Pavel Andreyevich Papin (Russian: Павел Андреевич Папин; 16 June 1905 – 12 March 1945) was a Red Army sergeant and posthumous Hero of the Soviet Union. Papin was awarded the title Hero of the Soviet Union and the Order of Lenin for his actions during Operation Spring Awakening, during which he threw himself under the tracks of a German tank.

== Early life ==
Papin was born on 16 June 1905 in Lipetsk, Tambov Governorate, from a family of workers. After the completion of his education, he worked on the construction of the Novolipetsk Metallurgical Combine. In 1925, he married Varvara Sitnikova Gavrilovna, who in 1926 gave birth to Nina and in 1933 to Valentin. Drafted in 1926, he was transferred to the reserve in 1929. He returned to Lipetsk and worked in the city Vodokanal. In 1931, he became the head of the Lipetsk Vodokanal, managing the water supply of the city.

== World War II ==
On 23 June 1941, Papin was drafted again. He fought on the Northwestern Front, leading elements of the 179th Separate Antiaircraft Battalion. On 19 August 1941, Papin was wounded. During evacuation, his group was attacked by German machine gunners. Despite his wound, Papin reportedly killed three German soldiers, forcing them to flee. After recovery, Papin went back to the front in January 1942. He was appointed acting commander of the mortar platoon of the 508th Rifle Regiment of the 85th Rifle Division of the Kalinin Front. He participated in the Rzhev-Vyazma Offensive. In the capture of Korovino village, Papin's mortars suppressed five German firing positions, allowing the attack to succeed. He was seriously injured again on 22 January 1942.

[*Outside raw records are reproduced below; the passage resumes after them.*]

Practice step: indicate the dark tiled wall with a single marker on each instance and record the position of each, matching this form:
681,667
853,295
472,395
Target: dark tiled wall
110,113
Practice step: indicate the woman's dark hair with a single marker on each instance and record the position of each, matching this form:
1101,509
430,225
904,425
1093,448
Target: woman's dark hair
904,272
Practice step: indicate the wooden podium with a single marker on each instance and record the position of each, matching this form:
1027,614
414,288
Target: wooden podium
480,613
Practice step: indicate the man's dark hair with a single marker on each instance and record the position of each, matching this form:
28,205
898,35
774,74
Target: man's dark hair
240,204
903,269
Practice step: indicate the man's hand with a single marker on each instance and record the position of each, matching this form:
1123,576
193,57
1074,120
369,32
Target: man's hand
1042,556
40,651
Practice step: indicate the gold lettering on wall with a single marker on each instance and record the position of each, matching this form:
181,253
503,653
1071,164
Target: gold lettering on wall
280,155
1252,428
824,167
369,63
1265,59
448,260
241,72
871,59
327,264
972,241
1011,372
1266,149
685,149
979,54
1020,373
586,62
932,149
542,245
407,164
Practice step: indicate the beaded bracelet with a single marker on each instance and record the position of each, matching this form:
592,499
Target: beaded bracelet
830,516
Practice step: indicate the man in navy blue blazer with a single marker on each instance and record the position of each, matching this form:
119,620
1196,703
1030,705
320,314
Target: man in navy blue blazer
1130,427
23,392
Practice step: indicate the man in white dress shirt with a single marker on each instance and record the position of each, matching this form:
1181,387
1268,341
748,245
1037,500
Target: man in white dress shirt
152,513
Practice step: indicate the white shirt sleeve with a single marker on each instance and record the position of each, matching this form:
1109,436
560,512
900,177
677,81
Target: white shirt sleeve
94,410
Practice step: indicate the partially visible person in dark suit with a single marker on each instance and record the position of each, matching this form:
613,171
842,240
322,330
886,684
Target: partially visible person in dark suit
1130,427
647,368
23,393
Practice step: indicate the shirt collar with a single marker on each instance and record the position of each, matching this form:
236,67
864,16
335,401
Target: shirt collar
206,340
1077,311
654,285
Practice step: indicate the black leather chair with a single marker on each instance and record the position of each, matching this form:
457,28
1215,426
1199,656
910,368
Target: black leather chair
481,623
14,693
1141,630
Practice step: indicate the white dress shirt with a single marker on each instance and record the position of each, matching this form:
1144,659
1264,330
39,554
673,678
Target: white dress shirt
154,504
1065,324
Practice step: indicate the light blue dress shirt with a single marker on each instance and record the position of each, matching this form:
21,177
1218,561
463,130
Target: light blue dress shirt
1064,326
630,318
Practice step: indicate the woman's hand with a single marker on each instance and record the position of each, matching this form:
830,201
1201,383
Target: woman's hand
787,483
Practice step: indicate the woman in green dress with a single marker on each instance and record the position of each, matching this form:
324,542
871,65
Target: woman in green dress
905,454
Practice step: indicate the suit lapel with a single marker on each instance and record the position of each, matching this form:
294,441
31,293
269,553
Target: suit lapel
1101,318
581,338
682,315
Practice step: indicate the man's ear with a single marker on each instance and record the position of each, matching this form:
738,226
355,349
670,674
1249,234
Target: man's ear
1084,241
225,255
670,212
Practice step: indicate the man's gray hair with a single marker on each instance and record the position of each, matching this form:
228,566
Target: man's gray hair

After long convalescence, Papin returned to the front in January 1944. He was assigned to the 10th Guards Airborne Regiment of the 3rd Guards Airborne Division. On 21 May, in fighting for a bridgehead on the Siret River, Papin was wounded, but did not leave the battlefield. On 30 November, he was among the first into Eger, where his platoon cleared the streets and buildings of German soldiers, helping the advance of the battalion. Papin was awarded the Order of the Red Banner and the Order of Glory 3rd class for his leadership.

Papin became commander of the machine gun platoon of the regiment. The platoon repulsed five attacks by 40 German tanks and infantry during Operation Spring Awakening near Székesfehérvár on 12 March 1945. In the fifth German attack, Papin's unit ran out of ammunition and suffered heavy losses, the German tanks broke through. Papin rallied the unit and threw grenades at the tanks. When a German tank moved towards him, he threw himself under the tracks with an antitank grenade and was killed.

Papin was buried near Székesfehérvár. On 29 June 1945, Papin was posthumously awarded the title Hero of the Soviet Union. In addition, Secondary School No. 45 in Lipetsk was named for Papin, and a street in Lipetsk was named for him in 1965.